If I spent as much time juggling as I did cubing in 2004-2005, I think I could have gotten to where I am now with 5 clubs in a year and a half. But yeah, 5 clubs is A LOT more difficult than 4 clubs. You could probably learn 3-ball cascade in two weeks.

And I'm going to take this quote out of context on purpose:


freshcuber said:


> Yeah I figured it'd be exactly like cubing


Except juggling is so much more difficult (it takes much longer to get good at). And if you're at all the engineer/encyclopeadist/theorist type, one great thing about cubing is that there are still many many low-hanging fruits in speedcubing: theories, guides, softwares to be discovered, written, and shared. Not so much in juggling, except _maybe_ in some passing stuff. Juggling has similar self-improvement/mastery and community aspects as cubing, but not this third aspect that no doubt attracts some cubers.



irontwig said:


> Keep working on that 5 clubs, 5 club tricks are fun stuff.

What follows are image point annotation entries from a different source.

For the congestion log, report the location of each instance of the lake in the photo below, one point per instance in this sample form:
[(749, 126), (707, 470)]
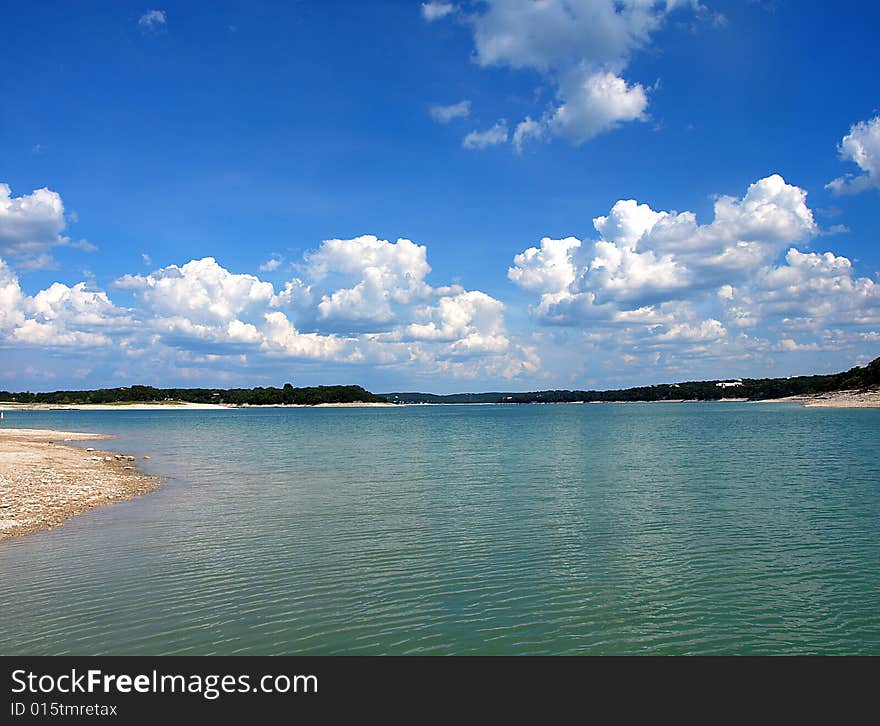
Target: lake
[(698, 528)]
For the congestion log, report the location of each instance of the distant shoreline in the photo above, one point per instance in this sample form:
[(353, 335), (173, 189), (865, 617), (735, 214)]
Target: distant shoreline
[(44, 482), (172, 406), (836, 399)]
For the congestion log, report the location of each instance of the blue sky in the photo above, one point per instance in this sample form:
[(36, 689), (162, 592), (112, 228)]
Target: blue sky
[(294, 145)]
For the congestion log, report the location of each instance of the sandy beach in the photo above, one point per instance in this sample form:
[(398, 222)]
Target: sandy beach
[(43, 482), (836, 399), (166, 406), (171, 406)]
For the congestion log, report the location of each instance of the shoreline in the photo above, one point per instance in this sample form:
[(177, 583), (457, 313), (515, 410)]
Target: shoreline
[(834, 399), (44, 482), (175, 406)]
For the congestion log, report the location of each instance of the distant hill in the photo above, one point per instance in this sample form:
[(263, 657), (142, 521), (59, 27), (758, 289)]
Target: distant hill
[(752, 388), (237, 396)]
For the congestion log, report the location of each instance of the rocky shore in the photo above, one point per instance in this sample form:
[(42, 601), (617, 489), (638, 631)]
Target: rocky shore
[(43, 481)]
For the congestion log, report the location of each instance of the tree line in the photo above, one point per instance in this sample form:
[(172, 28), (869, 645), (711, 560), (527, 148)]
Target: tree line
[(288, 394), (858, 378)]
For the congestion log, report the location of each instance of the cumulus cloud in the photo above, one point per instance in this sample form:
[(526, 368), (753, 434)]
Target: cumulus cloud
[(581, 47), (653, 279), (525, 130), (31, 225), (493, 136), (595, 104), (643, 256), (57, 316), (152, 20), (861, 146), (436, 10), (445, 114), (272, 264)]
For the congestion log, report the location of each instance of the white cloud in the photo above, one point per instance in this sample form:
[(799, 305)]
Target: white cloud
[(32, 224), (436, 10), (525, 130), (152, 19), (272, 264), (497, 134), (371, 277), (445, 114), (582, 48), (57, 316), (861, 146), (658, 279), (201, 290), (596, 104)]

o_0 do you do 5-club tricks?!


----------



## Imperatrix (Nov 9, 2010)

Where the hell was I when this happened? XDDD


----------



## avgdi (Nov 9, 2010)

That's awesome! Great job.

It's kinda weird that there's a juggling video on this forum, because I just randomly decided to learn how to juggle a few days ago.


----------



## Siraj A. (Nov 9, 2010)

Macky = legit


----------



## dubefest (Nov 9, 2010)

I remember watching this. I was very impressed Macky!! It was really cool and the competition was great!


----------